We want to show you the flower bun tutorial today. One is an everyday/office hairstyle and another a party/event hairstyle. Both of these you can tweak and adjust to your preferences, dress it up or down or just keep it very simple with just the braid alone. The base of these two buns are the rope braid. The rope braid was personally the most difficult for me to master, only because I got frustrated very quickly when the braid gets loosened at the end and loses it’s ‘rope’ like effect. The only way to get around this is to really put your mind to it when you are braiding. I am sure, a lot of others usually do braids mindlessly, because it is so routine and we know it so well. But, this braid is not like that. You need to concentrate on what you are doing, but be careful not to tug too much at the roots, which will end up damaging your hair. There is no need to be harsh and tug at all, you can be gentle and the braid will be just as nice and comfortable!

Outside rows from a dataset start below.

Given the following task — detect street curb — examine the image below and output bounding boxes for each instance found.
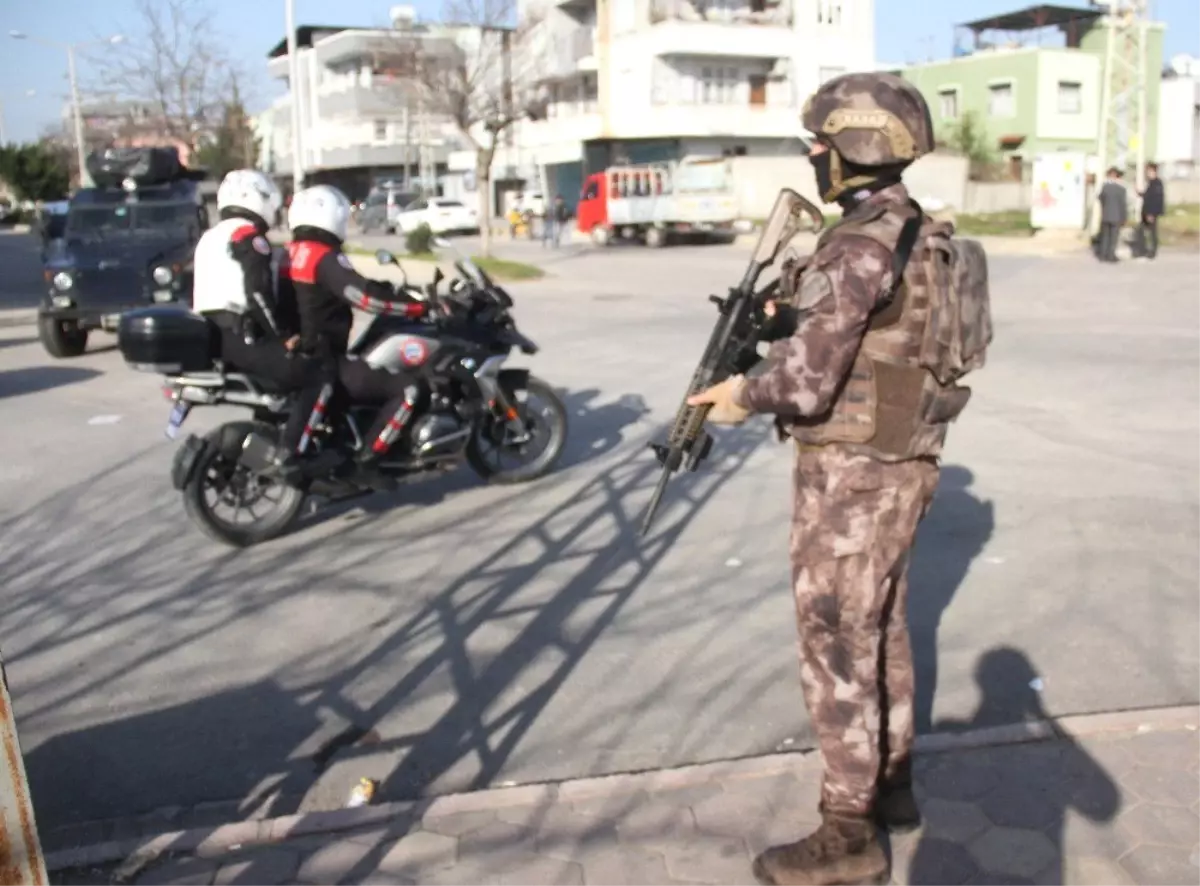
[39,705,1200,870]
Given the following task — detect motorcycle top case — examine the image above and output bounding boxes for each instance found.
[116,305,221,373]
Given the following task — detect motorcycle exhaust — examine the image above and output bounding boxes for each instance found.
[238,432,275,473]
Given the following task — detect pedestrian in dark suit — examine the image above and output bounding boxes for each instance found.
[1099,167,1129,262]
[1138,163,1166,258]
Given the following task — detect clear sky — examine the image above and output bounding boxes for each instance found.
[0,0,1200,140]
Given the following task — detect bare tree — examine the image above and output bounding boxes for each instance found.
[376,0,545,255]
[85,0,238,160]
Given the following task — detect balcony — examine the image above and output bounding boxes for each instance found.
[611,104,799,138]
[544,25,596,80]
[647,0,796,59]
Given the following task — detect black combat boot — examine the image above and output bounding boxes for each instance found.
[875,759,920,833]
[754,813,890,886]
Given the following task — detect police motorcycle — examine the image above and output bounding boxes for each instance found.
[118,239,568,547]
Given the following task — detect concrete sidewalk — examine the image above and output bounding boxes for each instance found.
[48,707,1200,886]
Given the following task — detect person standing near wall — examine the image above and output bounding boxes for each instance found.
[1138,163,1166,258]
[1097,167,1129,262]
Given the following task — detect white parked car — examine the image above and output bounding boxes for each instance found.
[396,197,479,234]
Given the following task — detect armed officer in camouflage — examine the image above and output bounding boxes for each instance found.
[689,73,991,886]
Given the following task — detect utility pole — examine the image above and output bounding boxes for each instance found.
[1097,0,1150,187]
[8,31,125,187]
[0,653,49,886]
[283,0,304,194]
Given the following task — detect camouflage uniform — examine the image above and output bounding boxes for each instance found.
[733,74,944,886]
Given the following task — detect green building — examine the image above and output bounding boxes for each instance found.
[898,6,1165,178]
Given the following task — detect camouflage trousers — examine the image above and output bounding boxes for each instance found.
[791,445,938,815]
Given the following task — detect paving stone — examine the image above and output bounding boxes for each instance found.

Office/Everyday Flower Bun Hairstyle:
Part your hair above your ears, gather at the back and tie into a ponytail. You now have a half up half down hairstyle. Now divide the pony into 2 sections and start twisting them both in the clockwise direction (going away from your face) and then start twirling the sections around each other in the anti-clockwise direction (towards your face). This is the trickiest part in the braid. You have to keep twisting and turning until you reach the end of the ponytail and then tie it off with a rubber band.
Now, start wrapping the braid around the base of the ponytail completely and first bobby pin the ends; this will make sure your bun doesn’t come undone while you are pinning the rest of it in place. Now, once the end is secure, start pinning all around the bun. I usually put anywhere from 4 to 6 bobby pins in. Put a decorative clip if you want and spray the bun with hairspray.
Party Flower Bun Hairstyle:
Gather all your hair at the back and tie into a ponytail. The placement of the ponytail is purely your preference; you can put it high up at your crown or down below, near the nape of the neck. I tend to do mine somewhere in the middle. Part your ponytail into 2 sections and put one section aside by bringing it to the front and tying it off with a rubber band.
Split the first section into 2 more sections and start twisting them both in the clockwise direction (going away from your face) and start twisting the sections around each other in the anti-clockwise direction (going towards your face). Keep repeating this until you reach the end of your hair. Tie it off with a rubber band. Repeat the same steps with the other section. You now have 2 rope braids in your ponytail.
Now, begin twisting one of the braids around the base of the ponytail and secure it’s end first, pin 1 or 2 more times all around the bun. When this braid feels secure, tie the other braid around the first and start pinning the second one in place. I use about 6 pins all around the bun. After everything is secure, add your accessories if you are using them and apply hairspray to set it in place.
Always carry a compact (with mirror) and extra Bobby pins and rubber bands with you, since the bun may come undone if not pinned correctly. If you have secured all your hair into the bun, this has very less chance of happening.
The way to know if you have done the braid right is to check after putting it in the rubber band. It should not come undone and lose the effect of the rope.
Bobby pinning is as much of an art as braiding I believe. It can make or break your hairstyles. So, always pin with the wiggly curved part going near your scalp and the straight part of the pin going into the bun. This is the best way to hold your hair in place. So, the pin should go perpendicular to your hair, with the squiggly part facing your hair. Also, the pins should never hurt or tug at your hair. If this does happen, take out the pin and reposition and pin again.
If you want even more hold for your pins, spray the pins with hairspray before using them.
Please be patient while doing the rope braid, it does take practice to get right, but I urge you not to get frustrated and give up. Like knitting, it just takes practice and patience.